Por su parte, luego de Katia Kabanova y Rusalka, la soprano rusa-estadounidense Dina Kuznetsova volvió a inaugurar la temporada lírica del Municipal en el rol titular de una ópera checa. Por tercera vez la volvimos a ver sufrida y melancólica, demostrando de nuevo que es una actriz convincente, pero también una cantante de atractivo color vocal. Junto a ella regresó quien en 2015 la acompañara en Rusalka, el tenor eslovaco Peter Berger; en esa ocasión encarnó al Príncipe, pero en esta nueva actuación en Chile, el papel de Laca, mucho más interesante y complejo en lo psicológico, le permitió dejar además una mejor impresión como cantante, abordando muy bien las exigencias de registro del personaje. Y debutando en el Municipal, su compatriota, el también tenor Tomáš Juhás, fue un eficaz Steva, algo exagerado en sus movimientos en el acto primero, pero mucho mejor en los dos siguientes. 
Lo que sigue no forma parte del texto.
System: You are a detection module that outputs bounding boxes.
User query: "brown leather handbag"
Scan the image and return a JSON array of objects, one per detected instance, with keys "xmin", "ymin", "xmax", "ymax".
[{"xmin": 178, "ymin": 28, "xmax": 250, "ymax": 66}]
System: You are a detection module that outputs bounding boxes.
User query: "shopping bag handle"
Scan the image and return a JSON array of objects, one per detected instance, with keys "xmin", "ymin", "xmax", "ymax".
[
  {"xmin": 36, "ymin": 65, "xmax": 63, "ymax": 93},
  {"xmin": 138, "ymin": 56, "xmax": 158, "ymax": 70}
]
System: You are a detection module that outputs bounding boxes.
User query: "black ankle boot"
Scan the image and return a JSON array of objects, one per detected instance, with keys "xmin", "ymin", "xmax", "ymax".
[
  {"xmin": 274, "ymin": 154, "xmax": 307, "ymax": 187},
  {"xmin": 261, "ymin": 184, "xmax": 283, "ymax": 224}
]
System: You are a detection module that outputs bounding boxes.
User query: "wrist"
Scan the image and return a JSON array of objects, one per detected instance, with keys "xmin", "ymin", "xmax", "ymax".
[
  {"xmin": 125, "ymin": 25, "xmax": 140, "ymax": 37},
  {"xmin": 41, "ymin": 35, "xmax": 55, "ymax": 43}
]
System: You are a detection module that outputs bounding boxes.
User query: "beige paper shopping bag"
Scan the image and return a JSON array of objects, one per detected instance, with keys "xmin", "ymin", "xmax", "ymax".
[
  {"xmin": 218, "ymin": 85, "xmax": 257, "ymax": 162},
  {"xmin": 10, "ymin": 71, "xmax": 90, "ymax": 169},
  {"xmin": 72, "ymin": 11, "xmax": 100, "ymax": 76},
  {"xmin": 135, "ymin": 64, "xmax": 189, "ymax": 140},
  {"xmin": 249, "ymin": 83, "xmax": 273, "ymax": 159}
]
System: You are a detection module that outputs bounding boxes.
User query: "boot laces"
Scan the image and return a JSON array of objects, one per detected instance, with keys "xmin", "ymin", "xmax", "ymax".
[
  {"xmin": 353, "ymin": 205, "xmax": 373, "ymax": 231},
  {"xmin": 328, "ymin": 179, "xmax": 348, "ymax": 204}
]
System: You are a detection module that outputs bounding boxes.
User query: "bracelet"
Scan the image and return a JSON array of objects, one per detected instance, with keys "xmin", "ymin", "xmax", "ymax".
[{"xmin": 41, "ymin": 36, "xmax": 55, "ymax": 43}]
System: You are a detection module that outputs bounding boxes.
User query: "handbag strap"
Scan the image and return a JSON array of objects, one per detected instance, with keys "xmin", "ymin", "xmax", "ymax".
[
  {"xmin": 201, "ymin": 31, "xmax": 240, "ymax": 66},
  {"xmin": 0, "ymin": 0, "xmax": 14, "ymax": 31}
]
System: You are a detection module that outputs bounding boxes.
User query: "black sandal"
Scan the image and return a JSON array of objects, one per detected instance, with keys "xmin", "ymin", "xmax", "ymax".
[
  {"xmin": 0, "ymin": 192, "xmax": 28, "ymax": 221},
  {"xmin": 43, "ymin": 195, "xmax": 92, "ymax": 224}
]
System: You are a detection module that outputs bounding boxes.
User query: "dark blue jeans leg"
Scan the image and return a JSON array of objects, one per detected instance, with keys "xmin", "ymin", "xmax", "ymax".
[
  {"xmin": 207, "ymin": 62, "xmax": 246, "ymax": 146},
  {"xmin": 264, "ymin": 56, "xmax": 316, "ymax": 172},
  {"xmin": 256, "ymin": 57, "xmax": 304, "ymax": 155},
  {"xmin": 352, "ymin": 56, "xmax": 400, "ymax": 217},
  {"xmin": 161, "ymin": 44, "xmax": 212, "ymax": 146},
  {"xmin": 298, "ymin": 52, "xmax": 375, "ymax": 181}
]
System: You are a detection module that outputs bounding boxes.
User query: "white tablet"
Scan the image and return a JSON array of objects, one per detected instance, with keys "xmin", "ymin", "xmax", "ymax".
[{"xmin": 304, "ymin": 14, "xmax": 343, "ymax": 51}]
Además de los intérpretes internacionales, hay que resaltar la excelente labor de los cantantes chilenos, tanto en el caso del Coro del teatro que dirige Jorge Klastornik, como en los solistas que encarnaron los otros nueve roles de la ópera, comenzando por la única intérprete que cantó también en el estreno en Chile de Jenufa: la mezzosoprano Lina Escobedo, quien en 1998 fue la tía de la protagonista, y ahora encarnó con calidez a la entrañable y muy presente abuela Buryjovka. 

Siempre son ingratas las comparaciones, pero a título personal no puedo dejar de apuntar que en su regreso, esta nueva versión de Jenufa no logró superar a la inolvidable producción de 1998, que gracias a una eficaz puesta en escena de Roberto Oswald, una electrizante dirección musical de Jan Latham-Koenig, y un sólido y notable elenco, quedó por siempre entre mis mejores recuerdos operísticos del Municipal.